Background
In the previous post. I mentioned how the "Pagination" concept changed my mind about implementing the data migration via command. In this post, I want to introduce the second concept, which is also very useful for me to implement the data migration commands with great quality, called Dry Run
.
A Dry Run
refers to the process of simulating the execution of a program without actually executing it on the intended target or environment. Next, we will use some examples to illustrate how to implement the Dry Run
with Django command.
Before
Okay, we use the same example as the previous post. We get all the subscriptions from the subscriptions model and want to update part of the subscription info to the task, so after selecting all objects from the model, append a new task model through the for loop, we finally use the bulk update to update all data at the same time.
from django.core.management.base import BaseCommand
from model import TaskSubscriptionModel, CarrierTaskModel
from managers import TaskManager
class Command(BaseCommand): # pragma: no cover
subscriptions = TaskSubscriptionModel.objects.all()
tasks_to_update = []
for subscription in subscriptions:
task_id = subscription.task.id
task = CarrierTaskModel(
id=task_id,
subscriber=subscription.subscriber,
lookup_id=subscription.lookup_id,
tags=subscription.tags,
expire_time=subscription.expire_time,
)
tasks_to_update.append(task)
TaskManager().bulk_update(
tasks_to_update,
fields=["subscriber", "lookup_id", "tags", "expire_time"],
)
What additional issue is present in this example, apart from what we discussed in the previous post? We don't know how much volume of data to be updated until the command is executed, but sometimes it's too late. When performing potentially risky database operations, is there a way to ensure everything progresses smoothly initially?
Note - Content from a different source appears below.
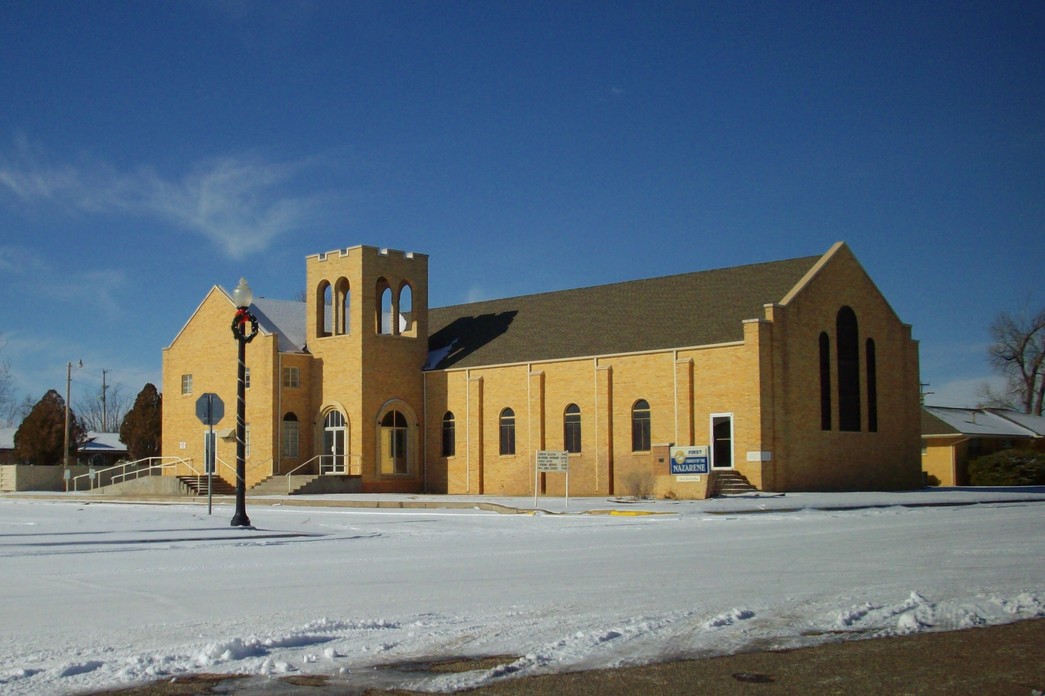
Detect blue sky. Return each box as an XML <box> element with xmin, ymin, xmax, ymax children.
<box><xmin>0</xmin><ymin>0</ymin><xmax>1045</xmax><ymax>418</ymax></box>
Can we obtain a preview of how much data will be updated and, if it appears satisfactory, then process the update.
After
That's the value of the Dry Run
. Now, we can see how it works.
from contextlib import contextmanager
from django.db.transaction import atomic
from django.core.management.base import BaseCommand
from model import TaskSubscriptionModel, CarrierTaskModel
from managers import TaskManager
class DoRollback(Exception):
pass
@contextmanager
def rollback_atomic():
try:
with atomic():
yield
raise DoRollback()
except DoRollback:
pass
class Command(BaseCommand):
def add_arguments(self, parser: argparse.ArgumentParser) -> None:
parser.add_argument(
"--dry-run",
dest="dry_run",
action="store_true",
default=False,
help="Actually edit the database or not",
)
def handle(self, *args, **options):
dry_run = options["dry_run"]
prefix = "In the dry run mode" if dry_run else ""
atomic_context = rollback_atomic() if dry_run else atomic()
with atomic_context:
subscriptions = TaskSubscriptionModel.objects.all()
tasks_to_update = []
for subscription in subscriptions:
task_id = subscription.task.id
task = CarrierTaskModel(
id=task_id,
subscriber=subscription.subscriber,
lookup_id=subscription.lookup_id,
tags=subscription.tags,
expire_time=subscription.expire_time,
)
tasks_to_update.append(task)
print("number of the tasks are updated:", len(tasks_to_update))
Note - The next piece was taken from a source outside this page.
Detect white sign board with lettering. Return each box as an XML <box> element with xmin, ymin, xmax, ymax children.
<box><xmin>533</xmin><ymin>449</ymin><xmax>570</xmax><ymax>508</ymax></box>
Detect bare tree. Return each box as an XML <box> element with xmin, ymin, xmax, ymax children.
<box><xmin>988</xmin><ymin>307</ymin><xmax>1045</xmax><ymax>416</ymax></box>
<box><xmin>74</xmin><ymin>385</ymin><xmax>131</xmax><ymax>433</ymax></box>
TaskManager().bulk_update(
tasks_to_update,
fields=["subscriber", "lookup_id", "tags", "expire_time"],
)
What's the key element of the Dry Run process? The answer is "Rollback". We can leverage this database feature in conjunction with the context manager to achieve it. For the details, please refer to the linked article in the reference section; here, I won't delve into it extensively.
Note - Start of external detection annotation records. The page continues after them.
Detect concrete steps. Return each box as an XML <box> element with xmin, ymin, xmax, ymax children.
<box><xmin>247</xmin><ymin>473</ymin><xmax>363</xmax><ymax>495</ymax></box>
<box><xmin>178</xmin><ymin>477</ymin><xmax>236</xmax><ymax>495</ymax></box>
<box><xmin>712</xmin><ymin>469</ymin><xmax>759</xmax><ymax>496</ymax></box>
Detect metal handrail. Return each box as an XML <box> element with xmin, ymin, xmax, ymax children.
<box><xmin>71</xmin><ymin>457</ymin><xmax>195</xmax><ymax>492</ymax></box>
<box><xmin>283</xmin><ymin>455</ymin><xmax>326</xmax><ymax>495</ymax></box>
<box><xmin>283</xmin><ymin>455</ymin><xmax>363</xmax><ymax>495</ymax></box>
This approach allows us to employ the "--dry-run" option to control whether the command carries out the database operation or not.
Summary
In this post, we will discuss what Dry Run
is and how to leverage it to enhance the quality of data migration commands. By combining Pagination
(as discussed in the previous post) with Dry Run
, you can create commands that are even more efficient. Enjoy the process!